O aumento expressivo no consumo de energia elétrica durante os meses de maior calor é um fenômeno recorrente, impactando diretamente o orçamento familiar e exigindo atenção especial de consumidores e distribuidoras. No Paraná, dados recentes apontam para uma variação média de 15% no uso residencial de eletricidade entre os períodos de outubro a março – caracterizados por temperaturas elevadas – e os meses mais frios de abril a setembro.
Essa tendência se acentua em regiões do estado com climas mais quentes. O Oeste paranaense, por exemplo, registrou um salto de 27% no consumo residencial durante o verão, seguido pelo Noroeste com 24% e o Norte com 16%. Em contraste, as áreas Leste e Centro-Sul apresentaram variações mais modestas, em torno de 5% e 6%, respectivamente, indicando uma relação direta entre a intensidade do calor e a demanda energética.
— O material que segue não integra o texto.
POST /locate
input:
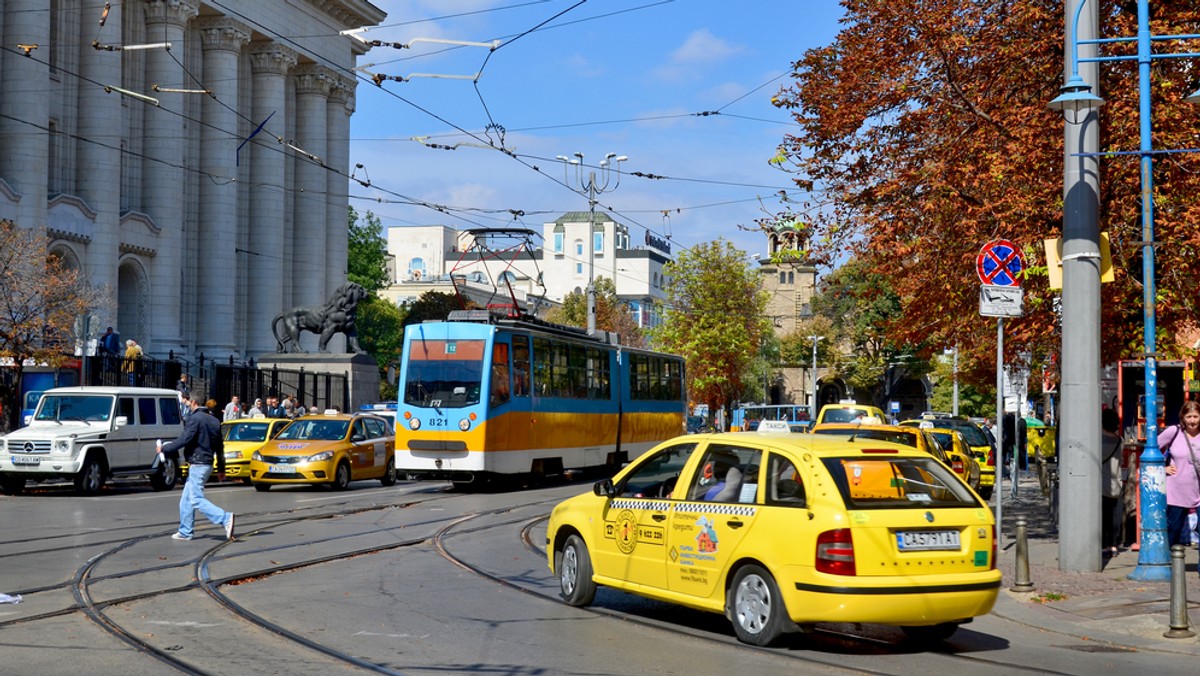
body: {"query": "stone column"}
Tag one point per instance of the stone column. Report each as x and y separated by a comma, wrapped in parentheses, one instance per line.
(163, 174)
(219, 287)
(24, 148)
(341, 105)
(309, 262)
(99, 167)
(268, 198)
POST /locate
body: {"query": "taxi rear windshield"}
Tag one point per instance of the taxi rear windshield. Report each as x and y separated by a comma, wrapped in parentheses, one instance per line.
(897, 483)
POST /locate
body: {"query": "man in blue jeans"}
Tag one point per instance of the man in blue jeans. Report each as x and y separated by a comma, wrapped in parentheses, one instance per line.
(201, 443)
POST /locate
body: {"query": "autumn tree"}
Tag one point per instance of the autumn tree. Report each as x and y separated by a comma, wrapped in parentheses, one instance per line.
(924, 133)
(715, 318)
(40, 303)
(612, 313)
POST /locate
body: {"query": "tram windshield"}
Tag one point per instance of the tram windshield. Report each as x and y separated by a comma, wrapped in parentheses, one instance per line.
(444, 374)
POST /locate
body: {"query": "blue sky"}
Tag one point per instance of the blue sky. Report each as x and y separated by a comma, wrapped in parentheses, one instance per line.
(605, 76)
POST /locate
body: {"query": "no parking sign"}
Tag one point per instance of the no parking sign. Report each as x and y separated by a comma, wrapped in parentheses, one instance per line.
(1000, 263)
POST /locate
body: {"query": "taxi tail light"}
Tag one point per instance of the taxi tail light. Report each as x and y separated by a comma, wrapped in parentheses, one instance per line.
(835, 552)
(993, 546)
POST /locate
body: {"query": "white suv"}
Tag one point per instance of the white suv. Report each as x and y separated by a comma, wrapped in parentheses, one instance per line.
(93, 434)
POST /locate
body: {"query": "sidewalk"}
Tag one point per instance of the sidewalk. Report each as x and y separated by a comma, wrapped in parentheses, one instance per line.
(1104, 606)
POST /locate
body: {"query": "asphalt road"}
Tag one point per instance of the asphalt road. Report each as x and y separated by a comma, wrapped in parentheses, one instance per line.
(413, 579)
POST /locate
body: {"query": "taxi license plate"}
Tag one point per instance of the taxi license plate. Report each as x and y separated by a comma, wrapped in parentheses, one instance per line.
(928, 540)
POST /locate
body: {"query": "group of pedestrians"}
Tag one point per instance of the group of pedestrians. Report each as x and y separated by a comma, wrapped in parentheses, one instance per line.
(288, 407)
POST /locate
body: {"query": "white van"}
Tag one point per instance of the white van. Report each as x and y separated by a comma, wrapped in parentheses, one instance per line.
(90, 435)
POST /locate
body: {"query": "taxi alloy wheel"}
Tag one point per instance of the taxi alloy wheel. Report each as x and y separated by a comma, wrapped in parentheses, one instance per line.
(574, 567)
(756, 606)
(342, 477)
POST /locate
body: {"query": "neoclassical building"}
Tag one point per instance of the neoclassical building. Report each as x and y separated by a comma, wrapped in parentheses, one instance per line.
(127, 131)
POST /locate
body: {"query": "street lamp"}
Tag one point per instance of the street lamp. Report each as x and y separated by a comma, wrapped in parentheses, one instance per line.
(592, 189)
(813, 407)
(1077, 97)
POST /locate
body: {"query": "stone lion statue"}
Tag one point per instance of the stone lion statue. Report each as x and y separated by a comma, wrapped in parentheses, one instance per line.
(336, 317)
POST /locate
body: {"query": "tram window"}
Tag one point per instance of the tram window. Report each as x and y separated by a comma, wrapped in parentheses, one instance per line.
(499, 384)
(541, 370)
(520, 365)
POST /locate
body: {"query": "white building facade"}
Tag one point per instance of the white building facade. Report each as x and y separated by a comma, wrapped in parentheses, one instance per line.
(154, 187)
(427, 256)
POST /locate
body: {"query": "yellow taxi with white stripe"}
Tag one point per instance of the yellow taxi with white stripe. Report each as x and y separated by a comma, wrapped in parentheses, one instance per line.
(779, 531)
(330, 448)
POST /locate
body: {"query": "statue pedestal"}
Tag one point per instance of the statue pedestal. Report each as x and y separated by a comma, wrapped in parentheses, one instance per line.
(361, 371)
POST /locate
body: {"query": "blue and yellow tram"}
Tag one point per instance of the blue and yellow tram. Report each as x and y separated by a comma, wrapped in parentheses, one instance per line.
(486, 396)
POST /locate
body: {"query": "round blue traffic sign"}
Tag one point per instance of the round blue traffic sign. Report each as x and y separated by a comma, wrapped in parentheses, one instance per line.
(1000, 263)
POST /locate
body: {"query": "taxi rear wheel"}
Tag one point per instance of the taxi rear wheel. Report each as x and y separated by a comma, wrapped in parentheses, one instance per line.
(389, 474)
(342, 477)
(574, 567)
(755, 606)
(931, 633)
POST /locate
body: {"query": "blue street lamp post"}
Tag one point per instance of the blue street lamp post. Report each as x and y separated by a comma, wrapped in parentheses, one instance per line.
(1153, 557)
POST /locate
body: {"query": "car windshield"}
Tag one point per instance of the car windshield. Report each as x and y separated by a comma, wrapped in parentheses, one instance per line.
(75, 407)
(247, 431)
(444, 374)
(843, 414)
(897, 483)
(893, 436)
(316, 430)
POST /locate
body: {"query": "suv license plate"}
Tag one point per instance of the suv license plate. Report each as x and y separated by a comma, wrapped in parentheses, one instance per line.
(928, 540)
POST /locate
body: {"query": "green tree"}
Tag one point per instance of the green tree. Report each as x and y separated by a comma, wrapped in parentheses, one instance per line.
(367, 255)
(432, 305)
(715, 319)
(40, 301)
(381, 325)
(612, 313)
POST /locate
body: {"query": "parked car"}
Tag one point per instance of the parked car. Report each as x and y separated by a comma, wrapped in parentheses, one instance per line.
(329, 448)
(778, 531)
(91, 435)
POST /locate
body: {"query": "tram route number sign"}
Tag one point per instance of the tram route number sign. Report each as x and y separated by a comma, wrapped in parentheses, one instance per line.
(1001, 300)
(1000, 263)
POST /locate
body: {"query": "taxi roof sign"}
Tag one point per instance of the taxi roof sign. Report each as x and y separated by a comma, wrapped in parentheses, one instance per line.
(774, 426)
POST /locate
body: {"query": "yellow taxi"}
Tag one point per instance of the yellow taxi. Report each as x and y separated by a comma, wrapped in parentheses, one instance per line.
(961, 460)
(913, 437)
(977, 443)
(330, 448)
(850, 413)
(780, 531)
(243, 437)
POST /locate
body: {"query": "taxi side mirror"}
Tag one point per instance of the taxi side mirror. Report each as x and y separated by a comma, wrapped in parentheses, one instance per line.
(604, 488)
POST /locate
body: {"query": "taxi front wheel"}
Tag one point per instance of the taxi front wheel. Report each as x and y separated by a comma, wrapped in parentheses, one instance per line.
(574, 567)
(755, 606)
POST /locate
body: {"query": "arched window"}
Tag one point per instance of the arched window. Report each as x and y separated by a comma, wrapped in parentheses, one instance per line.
(417, 269)
(559, 235)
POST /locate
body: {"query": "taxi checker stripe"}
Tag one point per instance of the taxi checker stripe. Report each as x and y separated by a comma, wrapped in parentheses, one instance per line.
(906, 590)
(655, 504)
(717, 508)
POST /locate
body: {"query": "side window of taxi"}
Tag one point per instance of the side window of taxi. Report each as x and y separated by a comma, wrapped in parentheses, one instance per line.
(785, 485)
(726, 473)
(657, 476)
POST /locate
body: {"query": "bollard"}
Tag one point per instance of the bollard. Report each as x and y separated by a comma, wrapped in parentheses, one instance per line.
(1021, 566)
(1179, 627)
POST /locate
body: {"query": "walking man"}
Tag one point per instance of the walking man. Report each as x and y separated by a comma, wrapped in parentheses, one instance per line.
(201, 443)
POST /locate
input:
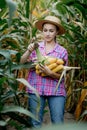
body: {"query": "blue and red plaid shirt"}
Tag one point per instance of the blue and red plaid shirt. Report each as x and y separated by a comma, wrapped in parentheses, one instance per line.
(46, 85)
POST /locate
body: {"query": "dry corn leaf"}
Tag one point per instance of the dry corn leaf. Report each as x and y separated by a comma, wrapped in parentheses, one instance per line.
(79, 105)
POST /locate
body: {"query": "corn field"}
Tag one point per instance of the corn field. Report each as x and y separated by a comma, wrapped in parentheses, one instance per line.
(17, 18)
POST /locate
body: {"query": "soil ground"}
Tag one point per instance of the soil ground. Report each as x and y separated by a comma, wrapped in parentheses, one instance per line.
(68, 118)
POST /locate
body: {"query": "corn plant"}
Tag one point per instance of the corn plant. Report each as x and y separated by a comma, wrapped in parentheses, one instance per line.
(12, 39)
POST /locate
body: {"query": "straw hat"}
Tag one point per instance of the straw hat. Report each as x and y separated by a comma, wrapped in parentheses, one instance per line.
(53, 20)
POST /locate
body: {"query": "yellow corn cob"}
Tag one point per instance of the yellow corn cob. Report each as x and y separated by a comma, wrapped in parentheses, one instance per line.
(60, 61)
(37, 66)
(43, 74)
(52, 66)
(58, 68)
(50, 60)
(38, 71)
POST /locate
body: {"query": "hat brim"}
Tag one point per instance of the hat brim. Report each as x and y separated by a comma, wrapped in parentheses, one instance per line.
(39, 25)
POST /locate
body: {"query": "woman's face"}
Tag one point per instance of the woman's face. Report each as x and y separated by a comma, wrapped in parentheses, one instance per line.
(49, 32)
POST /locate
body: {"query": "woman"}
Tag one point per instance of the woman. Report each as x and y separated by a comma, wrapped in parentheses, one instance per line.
(50, 27)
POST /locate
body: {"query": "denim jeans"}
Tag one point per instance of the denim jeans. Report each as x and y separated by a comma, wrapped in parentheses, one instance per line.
(56, 106)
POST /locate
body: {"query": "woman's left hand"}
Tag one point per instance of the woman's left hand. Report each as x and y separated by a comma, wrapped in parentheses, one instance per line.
(45, 70)
(48, 72)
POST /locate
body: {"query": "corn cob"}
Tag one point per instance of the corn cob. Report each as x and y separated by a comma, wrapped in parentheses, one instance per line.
(50, 60)
(58, 68)
(60, 61)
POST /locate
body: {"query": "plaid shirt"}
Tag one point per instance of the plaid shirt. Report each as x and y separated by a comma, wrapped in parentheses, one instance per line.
(46, 85)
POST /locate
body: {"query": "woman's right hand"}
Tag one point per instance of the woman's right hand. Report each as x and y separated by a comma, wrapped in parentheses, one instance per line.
(31, 47)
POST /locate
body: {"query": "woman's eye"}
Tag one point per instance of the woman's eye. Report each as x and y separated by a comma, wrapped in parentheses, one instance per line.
(44, 30)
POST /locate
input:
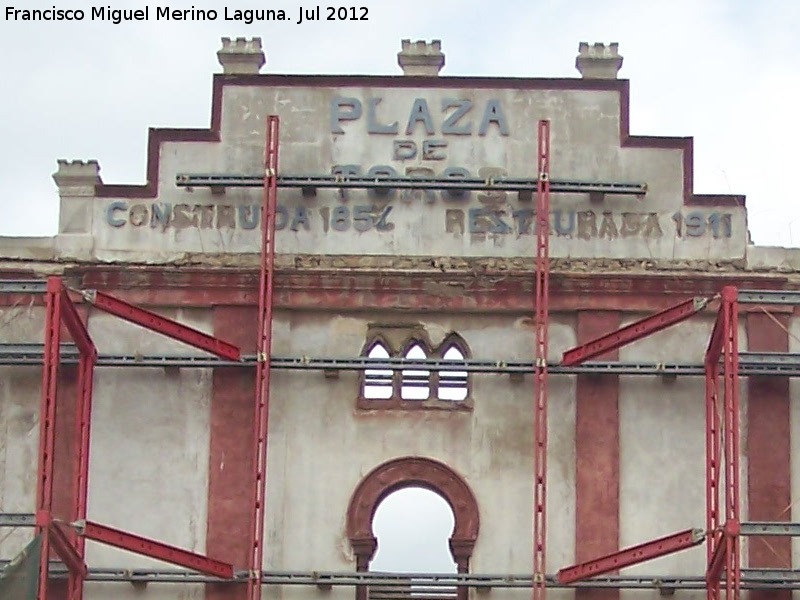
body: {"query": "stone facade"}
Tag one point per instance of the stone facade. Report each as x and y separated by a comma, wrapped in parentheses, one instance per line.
(170, 446)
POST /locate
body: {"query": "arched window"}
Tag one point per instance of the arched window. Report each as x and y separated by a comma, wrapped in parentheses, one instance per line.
(415, 384)
(410, 386)
(452, 384)
(413, 526)
(402, 474)
(378, 383)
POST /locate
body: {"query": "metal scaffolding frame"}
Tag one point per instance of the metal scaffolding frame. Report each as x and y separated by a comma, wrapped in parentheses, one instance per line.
(723, 529)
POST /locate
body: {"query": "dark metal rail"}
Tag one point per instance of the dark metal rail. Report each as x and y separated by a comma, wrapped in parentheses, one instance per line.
(497, 184)
(751, 363)
(751, 579)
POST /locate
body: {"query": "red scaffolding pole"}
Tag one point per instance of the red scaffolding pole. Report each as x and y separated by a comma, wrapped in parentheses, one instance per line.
(730, 376)
(86, 363)
(47, 425)
(632, 556)
(261, 418)
(635, 331)
(164, 326)
(540, 372)
(154, 549)
(722, 450)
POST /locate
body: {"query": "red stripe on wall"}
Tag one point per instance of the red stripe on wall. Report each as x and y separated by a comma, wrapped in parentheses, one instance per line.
(769, 450)
(597, 454)
(230, 460)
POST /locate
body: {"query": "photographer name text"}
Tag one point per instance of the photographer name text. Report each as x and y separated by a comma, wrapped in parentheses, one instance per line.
(168, 13)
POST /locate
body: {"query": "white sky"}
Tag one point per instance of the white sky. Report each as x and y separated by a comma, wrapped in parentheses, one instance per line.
(726, 72)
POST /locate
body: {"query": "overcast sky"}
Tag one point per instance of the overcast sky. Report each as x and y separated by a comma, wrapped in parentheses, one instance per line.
(724, 71)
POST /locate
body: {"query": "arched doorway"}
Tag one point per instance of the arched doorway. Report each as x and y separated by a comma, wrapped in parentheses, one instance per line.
(405, 472)
(413, 526)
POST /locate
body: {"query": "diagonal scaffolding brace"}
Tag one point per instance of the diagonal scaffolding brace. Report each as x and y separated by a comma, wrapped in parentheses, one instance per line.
(162, 325)
(154, 549)
(632, 556)
(635, 331)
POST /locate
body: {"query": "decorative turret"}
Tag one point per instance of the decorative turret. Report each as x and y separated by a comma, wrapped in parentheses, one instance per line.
(598, 61)
(76, 181)
(421, 58)
(241, 56)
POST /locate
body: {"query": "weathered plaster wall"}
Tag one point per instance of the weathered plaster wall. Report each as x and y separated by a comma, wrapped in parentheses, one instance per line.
(20, 396)
(586, 146)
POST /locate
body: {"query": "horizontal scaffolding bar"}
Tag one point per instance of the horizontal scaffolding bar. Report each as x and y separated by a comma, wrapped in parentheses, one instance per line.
(17, 520)
(23, 286)
(154, 549)
(751, 579)
(769, 297)
(632, 556)
(751, 363)
(769, 528)
(507, 184)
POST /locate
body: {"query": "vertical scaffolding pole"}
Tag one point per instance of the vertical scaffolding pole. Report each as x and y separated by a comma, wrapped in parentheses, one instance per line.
(713, 456)
(730, 375)
(47, 425)
(83, 422)
(261, 422)
(540, 371)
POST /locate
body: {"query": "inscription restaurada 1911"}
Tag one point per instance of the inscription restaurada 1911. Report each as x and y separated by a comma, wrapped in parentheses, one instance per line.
(576, 224)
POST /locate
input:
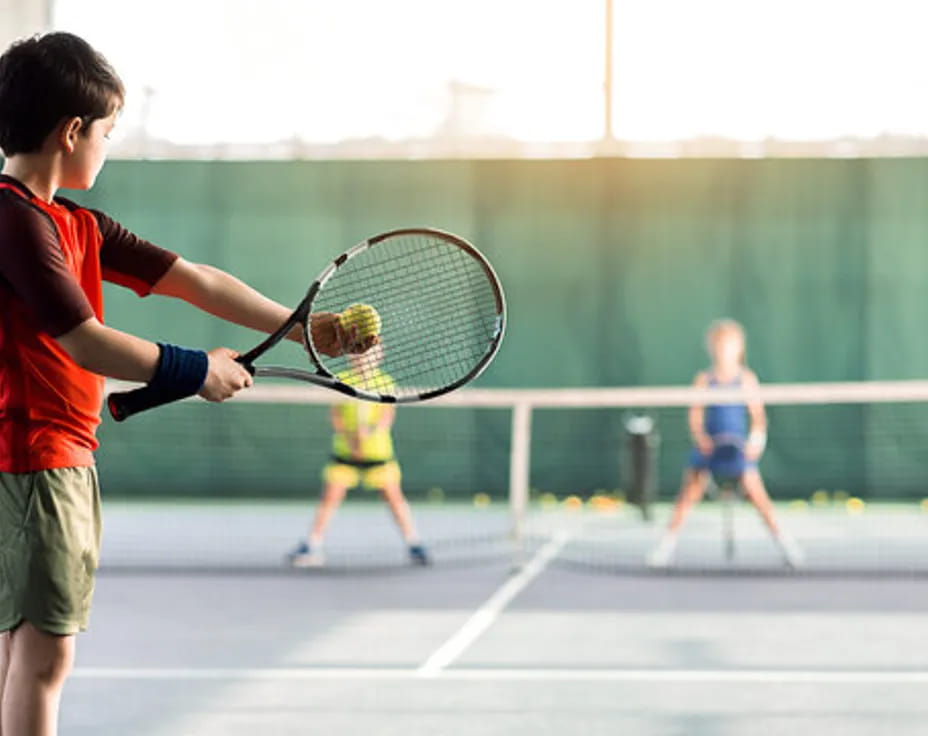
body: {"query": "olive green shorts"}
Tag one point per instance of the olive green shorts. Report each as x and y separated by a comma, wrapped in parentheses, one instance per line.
(50, 528)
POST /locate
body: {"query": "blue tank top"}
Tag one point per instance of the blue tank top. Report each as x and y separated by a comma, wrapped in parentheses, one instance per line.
(726, 420)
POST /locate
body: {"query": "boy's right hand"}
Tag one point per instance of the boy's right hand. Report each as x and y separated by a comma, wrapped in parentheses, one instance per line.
(225, 377)
(705, 445)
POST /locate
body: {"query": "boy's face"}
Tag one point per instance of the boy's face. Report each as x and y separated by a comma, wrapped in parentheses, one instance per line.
(88, 154)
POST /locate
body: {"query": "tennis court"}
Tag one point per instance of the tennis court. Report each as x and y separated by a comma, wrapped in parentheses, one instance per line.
(477, 649)
(634, 291)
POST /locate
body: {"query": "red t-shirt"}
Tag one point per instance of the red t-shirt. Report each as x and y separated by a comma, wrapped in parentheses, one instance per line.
(53, 258)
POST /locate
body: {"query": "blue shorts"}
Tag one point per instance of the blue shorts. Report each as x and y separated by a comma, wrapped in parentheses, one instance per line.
(727, 462)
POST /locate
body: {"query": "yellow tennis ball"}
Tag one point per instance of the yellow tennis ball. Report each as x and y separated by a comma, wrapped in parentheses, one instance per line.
(363, 317)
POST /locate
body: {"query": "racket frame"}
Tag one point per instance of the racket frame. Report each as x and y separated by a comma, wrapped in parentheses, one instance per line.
(324, 377)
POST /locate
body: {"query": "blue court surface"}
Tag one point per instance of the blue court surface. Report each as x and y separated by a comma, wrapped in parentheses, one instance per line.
(479, 649)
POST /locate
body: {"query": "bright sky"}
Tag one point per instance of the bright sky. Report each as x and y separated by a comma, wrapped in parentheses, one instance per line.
(242, 71)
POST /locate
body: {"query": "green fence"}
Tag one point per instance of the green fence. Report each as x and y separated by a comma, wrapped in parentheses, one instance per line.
(612, 269)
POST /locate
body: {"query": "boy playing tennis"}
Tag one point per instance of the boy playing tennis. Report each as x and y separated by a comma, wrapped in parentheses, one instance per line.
(728, 440)
(58, 103)
(362, 455)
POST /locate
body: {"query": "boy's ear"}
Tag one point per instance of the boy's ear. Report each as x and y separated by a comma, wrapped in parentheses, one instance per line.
(68, 132)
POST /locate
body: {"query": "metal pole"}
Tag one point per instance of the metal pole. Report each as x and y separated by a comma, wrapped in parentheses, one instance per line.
(608, 134)
(519, 463)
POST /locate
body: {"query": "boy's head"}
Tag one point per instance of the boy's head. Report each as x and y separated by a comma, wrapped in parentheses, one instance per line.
(725, 342)
(51, 85)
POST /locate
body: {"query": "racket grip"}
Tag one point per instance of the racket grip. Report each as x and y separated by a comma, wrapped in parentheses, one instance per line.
(123, 404)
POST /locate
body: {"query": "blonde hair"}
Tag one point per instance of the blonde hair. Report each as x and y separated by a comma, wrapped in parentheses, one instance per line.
(725, 326)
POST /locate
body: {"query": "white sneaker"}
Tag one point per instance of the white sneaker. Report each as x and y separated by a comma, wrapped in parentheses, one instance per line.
(662, 555)
(792, 552)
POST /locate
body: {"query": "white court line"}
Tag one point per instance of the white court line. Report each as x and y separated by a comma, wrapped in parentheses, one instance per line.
(484, 616)
(848, 677)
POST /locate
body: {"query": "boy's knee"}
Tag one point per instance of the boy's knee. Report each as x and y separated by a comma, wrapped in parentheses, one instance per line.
(46, 658)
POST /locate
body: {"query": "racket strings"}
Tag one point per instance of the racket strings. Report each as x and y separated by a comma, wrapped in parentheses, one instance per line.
(438, 308)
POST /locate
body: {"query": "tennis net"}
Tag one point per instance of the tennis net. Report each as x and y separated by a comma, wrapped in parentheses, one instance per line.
(230, 486)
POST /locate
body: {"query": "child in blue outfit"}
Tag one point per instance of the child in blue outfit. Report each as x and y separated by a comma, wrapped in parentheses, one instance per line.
(728, 440)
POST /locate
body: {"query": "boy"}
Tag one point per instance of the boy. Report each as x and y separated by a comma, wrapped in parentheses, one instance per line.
(58, 103)
(362, 455)
(729, 440)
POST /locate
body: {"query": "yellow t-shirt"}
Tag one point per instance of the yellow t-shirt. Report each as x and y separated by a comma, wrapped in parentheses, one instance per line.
(377, 444)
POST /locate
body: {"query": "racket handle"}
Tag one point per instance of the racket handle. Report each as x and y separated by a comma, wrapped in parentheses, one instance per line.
(123, 404)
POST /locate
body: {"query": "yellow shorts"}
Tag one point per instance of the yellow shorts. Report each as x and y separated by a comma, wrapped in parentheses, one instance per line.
(373, 478)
O gerente executivo de Inovação de uma distribuidora local, Rafael Eichelberger, explica que o clima quente sobrecarrega aparelhos essenciais como ar-condicionado e refrigeradores. O primeiro necessita de mais tempo para atingir a temperatura desejada, enquanto a geladeira opera seu compressor com mais frequência para compensar o calor externo. Ventiladores, frequentemente utilizados por longos períodos, também contribuem para o aumento do consumo.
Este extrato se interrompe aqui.